Through a soldiers eyes

Had the battle at Ammunition Hill in Jerusalem not taken place 40 years ago during the Six-Day War, Jerusalem may very well still be in Jordanian hands. But it did, and thanks to the combatants’ courage, determination and leadership, the 40th anniversary of the city’s reunification is taking place.

Despite a brief attempt by the Jerusalem municipality years ago to clear the battlefield and build apartment buildings over it (an attempt that was scotched by the families of those who fought there), Ammunition Hill today stands as a major historic site in Israel, visited by millions each year who want to “live” the story.

Col. Shimon “Katcha” Cahaner, now director of the site, actually did live it.

He was one of the first members of the legendary 101 commando unit that was founded by the young paratroop officer Ariel Sharon in 1953 as a response to murders perpetrated by infiltrators (referred to at the time as fedayun), who slipped into Israel from Egypt and the Jordanian-ruled West Bank.

In 1953, Cahaner was gravely wounded in an operation on the Egyptian border. “But for my commander, Arik Sharon, who insisted on my being given a certain type of treatment in the field, I would not be here today,” he said. Cahaner spent close to a full year in the hospital and could have been released from the army, but went on to fight in four more wars.

His unit merged with one of the battalions of the Israel Defense Forces Paratroopers Brigade and on June 6, 1967, the Paratrooper Brigade’s 66th battalion launched a direct attack on Ammunition Hill, which commanded the Nablus road, the northern entrances to the Old City and the area of the only border crossing between Israel and Jordan — the Mandelbaum Gate, on the fringes of the fervently religious Mea Shearim neighborhood.

The 66th Brigade was supposed to have parachuted into the Sinai Peninsula but was rushed to Jerusalem instead. At the time, a high-ranking officer in the IDF General Staff operations division, Shalom Dror, told Paratroopers Brigade commander Motta Gur to change direction and head for Jerusalem at once.

Established by the British as a storage place for ordnance, Ammunition Hill was a vantage point from which Jordanian soldiers could menace the Jewish sectors of Jerusalem.

“Two companies of well-equipped Jordanian soldiers were entrenched there — about 250 fighting men in all — while the 66th Brigade, which attacked from the perimeter of the hill, had about 350 men,” said Cahaner. “According to the theory of combat, an invading force must be three times larger than the defending force to increase the chances of success. But the realities of the situation were otherwise.

“Later we fought inside the Old City, from the Lions Gate toward the Damascus Gate. Touching the Lions Gate with my own hands was a no less exciting and emotional experience than touching the stones of the Western Wall three days later, when the fighting was over. During the battle I felt as if I was treading the paths of my people’s history … I have never experienced anywhere else the feelings I had here in Jerusalem.”

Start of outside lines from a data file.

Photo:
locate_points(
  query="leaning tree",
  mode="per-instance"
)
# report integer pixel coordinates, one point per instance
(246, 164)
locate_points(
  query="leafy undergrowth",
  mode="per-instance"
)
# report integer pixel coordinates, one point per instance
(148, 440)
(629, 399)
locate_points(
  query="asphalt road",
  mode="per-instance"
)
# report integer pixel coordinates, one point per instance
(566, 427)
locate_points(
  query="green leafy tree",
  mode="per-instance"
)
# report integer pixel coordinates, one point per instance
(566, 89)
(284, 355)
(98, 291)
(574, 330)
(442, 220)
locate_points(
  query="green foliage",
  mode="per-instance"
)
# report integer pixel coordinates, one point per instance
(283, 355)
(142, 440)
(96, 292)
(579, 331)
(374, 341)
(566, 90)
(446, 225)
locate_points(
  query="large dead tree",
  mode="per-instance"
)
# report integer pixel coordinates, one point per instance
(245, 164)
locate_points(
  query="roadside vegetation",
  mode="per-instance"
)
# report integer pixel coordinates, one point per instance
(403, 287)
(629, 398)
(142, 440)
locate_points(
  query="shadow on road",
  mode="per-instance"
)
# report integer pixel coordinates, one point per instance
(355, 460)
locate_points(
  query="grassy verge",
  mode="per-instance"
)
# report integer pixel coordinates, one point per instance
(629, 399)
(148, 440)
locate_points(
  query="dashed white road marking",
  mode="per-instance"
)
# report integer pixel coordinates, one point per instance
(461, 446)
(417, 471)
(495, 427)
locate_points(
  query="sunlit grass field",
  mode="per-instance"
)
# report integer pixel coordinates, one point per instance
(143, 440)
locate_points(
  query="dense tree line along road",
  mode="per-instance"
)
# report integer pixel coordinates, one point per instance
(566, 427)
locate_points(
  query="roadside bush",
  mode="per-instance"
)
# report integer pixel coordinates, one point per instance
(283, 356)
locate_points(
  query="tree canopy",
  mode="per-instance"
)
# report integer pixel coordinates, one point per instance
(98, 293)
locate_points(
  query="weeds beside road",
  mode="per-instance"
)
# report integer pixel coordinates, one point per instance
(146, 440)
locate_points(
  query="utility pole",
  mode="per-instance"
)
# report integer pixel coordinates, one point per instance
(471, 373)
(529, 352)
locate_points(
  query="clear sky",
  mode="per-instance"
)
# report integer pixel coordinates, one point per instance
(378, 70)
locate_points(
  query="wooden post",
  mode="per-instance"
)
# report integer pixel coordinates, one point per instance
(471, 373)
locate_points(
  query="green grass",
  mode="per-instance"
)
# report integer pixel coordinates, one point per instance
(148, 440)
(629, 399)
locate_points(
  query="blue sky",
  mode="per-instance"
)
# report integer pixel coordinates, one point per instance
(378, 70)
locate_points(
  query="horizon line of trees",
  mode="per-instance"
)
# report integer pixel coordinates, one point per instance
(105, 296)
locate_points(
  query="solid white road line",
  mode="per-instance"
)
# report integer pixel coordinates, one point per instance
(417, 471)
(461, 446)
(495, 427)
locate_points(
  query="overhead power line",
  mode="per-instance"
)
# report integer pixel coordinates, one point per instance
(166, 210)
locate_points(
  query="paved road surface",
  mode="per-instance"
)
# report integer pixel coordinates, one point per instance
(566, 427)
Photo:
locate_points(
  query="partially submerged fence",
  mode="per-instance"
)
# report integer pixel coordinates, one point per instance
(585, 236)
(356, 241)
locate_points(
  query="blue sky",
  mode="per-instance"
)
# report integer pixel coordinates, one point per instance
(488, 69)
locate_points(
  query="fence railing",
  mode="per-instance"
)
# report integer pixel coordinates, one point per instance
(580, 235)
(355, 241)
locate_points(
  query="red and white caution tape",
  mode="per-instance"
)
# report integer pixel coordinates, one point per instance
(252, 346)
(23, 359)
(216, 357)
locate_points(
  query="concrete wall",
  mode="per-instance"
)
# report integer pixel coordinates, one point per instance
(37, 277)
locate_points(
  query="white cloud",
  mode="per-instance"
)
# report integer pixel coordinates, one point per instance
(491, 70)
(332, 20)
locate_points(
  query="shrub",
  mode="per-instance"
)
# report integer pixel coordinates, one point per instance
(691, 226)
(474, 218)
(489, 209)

In the hand-to-hand battle to capture the hill, 36 Israelis died and 90 were wounded. About 71 Jordanians were killed, and the Israelis prevailed. The hill became almost hallowed ground; it was deemed the key to reunifying Jerusalem.

Shalom Dror also believes in the legacy and lessons of the hill, and volunteers there today. An IDF veteran in his 80s, Dror left his native Germany for one reason: anti-Semitism.

“I experienced the full impact of anti-Semitism as a boy in Dortmund, Germany,” he said, “when one of our teachers came into the classroom and called out the names of all the pupils except me, so as to seat them in their appointed places. When I asked, ‘And what about me, sir?’ he replied, ‘Jews and pigs have no place here.'”

Dror immigrated to Palestine at age 15, despite his parents’ opposition. Upon arrival, he joined the Youth Aliyah; in 1940 he joined the Haganah, and in 1947 he linked his fate with Jerusalem’s and established the first field corps unit, in which he fought in the War of Independence.

It was “a hard war,” said Dror, “but we managed to create a homeland. In that war we were faced with two main tasks: to protect Jerusalem’s Jewish population and to capture the city. We performed the first of these, but the second had to wait for the next generation to complete 19 years later. It was our sons who carried out this task, the youngsters who belonged to what we referred to then as the ‘espresso generation.’ Among them was my son, Danny.”

A 22-year-old officer in the 28th paratroop battalion, Danny Dror was killed by a hand grenade thrown from one of the last remaining Jordanian positions in the Old City of Jerusalem.

“I believe,” said his father, “that the next generation is always better than the preceding one, if it decides to deal with the challenges its predecessors have left. When it does, the sky’s the limit.”

Shalom Dror was part of the group that prevailed upon the municipality to keep the hill a heritage site, and volunteers there in a number of capacities, working closely with Cahaner.

“It is our duty to tell our young people the story of those who fought here and of our commitment to the future of the Jewish people all over the world,” said Cahaner. “This is our responsibility to our nation.”